Embrace Memories Over Mementos
When decluttering the home of a recently passed family member or friend, it’s tempting to want to hold onto everything you find because of the memories those things represent.
But you don’t need to keep these things. After all, it’s the memories you will ultimately cherish.
Still, it’s as hard to part with these things as it is to part with a well-loved home. So, you must also find a way to honor the memories these things represent while still giving yourself permission to let them go.
Several years ago, Erin Rooney Doland had an excellent series at Unclutterer on what to do if you inherit a piece of real estate. In the first piece in that series, she told the story of her grandfather’s overalls, which he wore all the time — and which the family struggled to part with after he passed.
“Seeing the overalls reminded us so much of him that we couldn’t bring ourselves to get rid of them,” Doland wrote. “For days, we avoided the closet.”
Finally, another member of the family had a bright idea: Get everyone to put on a pair of the overalls, head out to the corn field and take a family photo. Afterward, it was up to each person to either donate or keep the overalls.
“The overalls were no longer in the closet, and we now have treasured photographs of the family celebrating my grandfather’s life. If I had a dozen pair of quintessential overalls in my closet after my death, I would want my family to treat them in the exact same way.”
Remember To Depersonalize
A home that’s been lived in for years, maybe even generations, has so much personality in every nook that you become accustomed to these little details. As such, when you’re staging or showing the home to potential buyers, you might not even think to remove them.

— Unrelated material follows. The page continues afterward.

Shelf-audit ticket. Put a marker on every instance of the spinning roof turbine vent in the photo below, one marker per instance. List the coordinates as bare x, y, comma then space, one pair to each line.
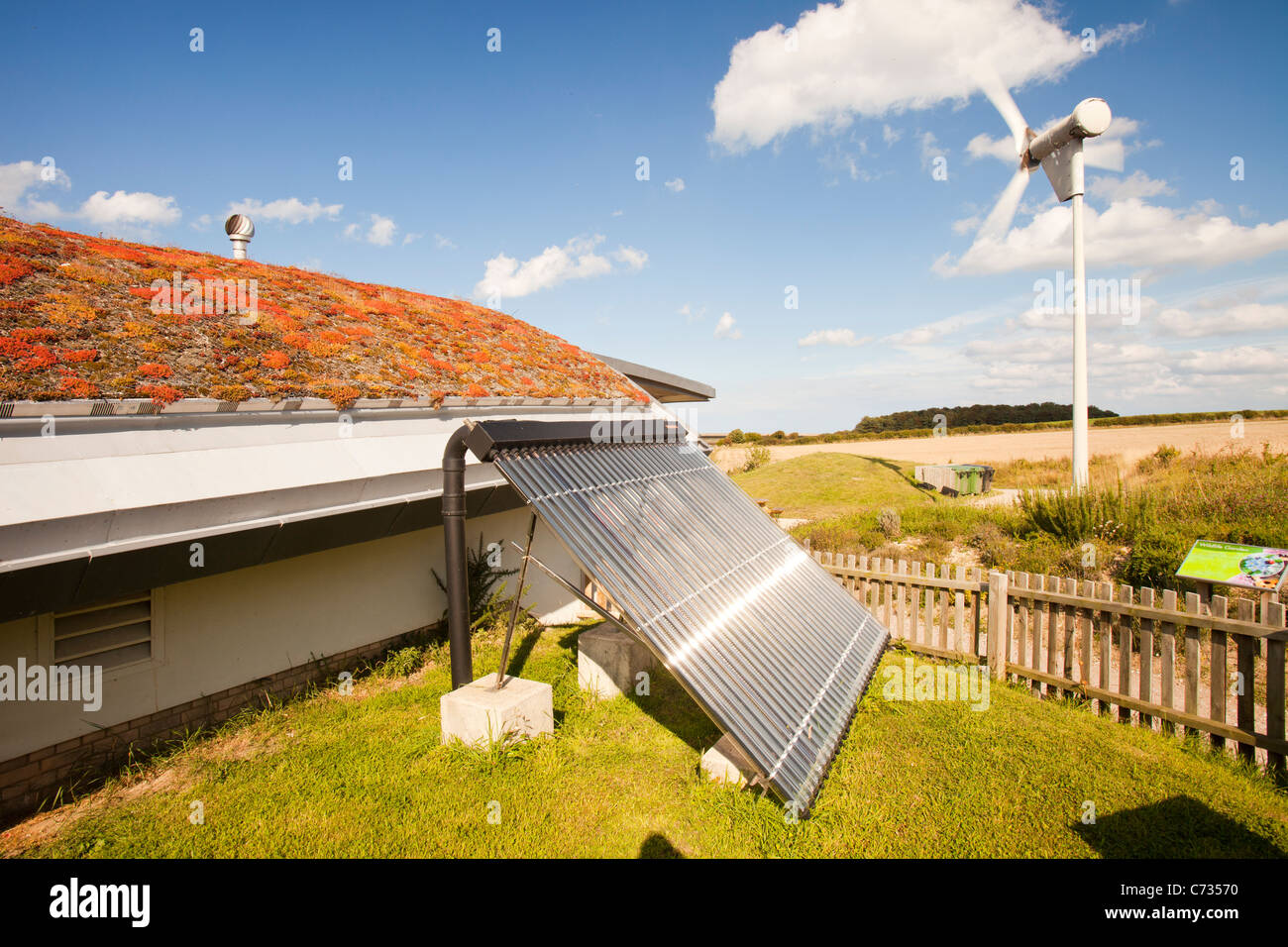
760, 635
240, 231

Here are three commonly overlooked personal touches found in a home that can distract potential buyers from imagining themselves living in your home.

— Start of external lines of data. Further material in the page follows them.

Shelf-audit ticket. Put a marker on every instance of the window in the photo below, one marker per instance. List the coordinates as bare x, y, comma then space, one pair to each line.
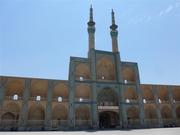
59, 99
125, 81
80, 99
38, 98
160, 101
144, 101
127, 101
15, 97
81, 78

You would be surprised how often home sellers get so used to their family photos that they forget to take them down when staging their homes. But these need to be temporarily stored, especially older black and white portraits.
“Whether they are of beloved family members or simply a collectible, they can seem eerie to people and should be temporarily relocated,” the team at Farm Bureau Financial Services says. “Similar to other collectibles, they can detract the buyer’s attention from the rest of the room and the home.”
Reminders, Report Cards or Artwork on the Refrigerator
Most of us tend to put appointment reminders, doctors’ phone numbers or our children’s artwork on our refrigerator doors. As with family portraits, we get so used to looking at these things that we forget to take them down when potential buyers come by, Jen Fancher at the blog Noting Grace writes.
But make a point to take them down. Not only might they distract buyers, but things like medical appointment reminders might contain information you don’t want to share with strangers.
Any Traces of Pets
Not all buyers will be cat-friendly or dog-friendly, and seeing chew toys or litter boxes might just be a deal-breaker for some people.
Further, pet odors might cause some buyers to immediately turn around at the front door. “If you have a pet, be on odor alert,” says DC-area realtor Allison Goodhart DuShuttle. “Ask your agent or a good friend to give your home the ‘sniff test.’ Consider steam cleaning any rugs in your home. Be extra vigilant about cleaning up after your pet while your home is on the market.”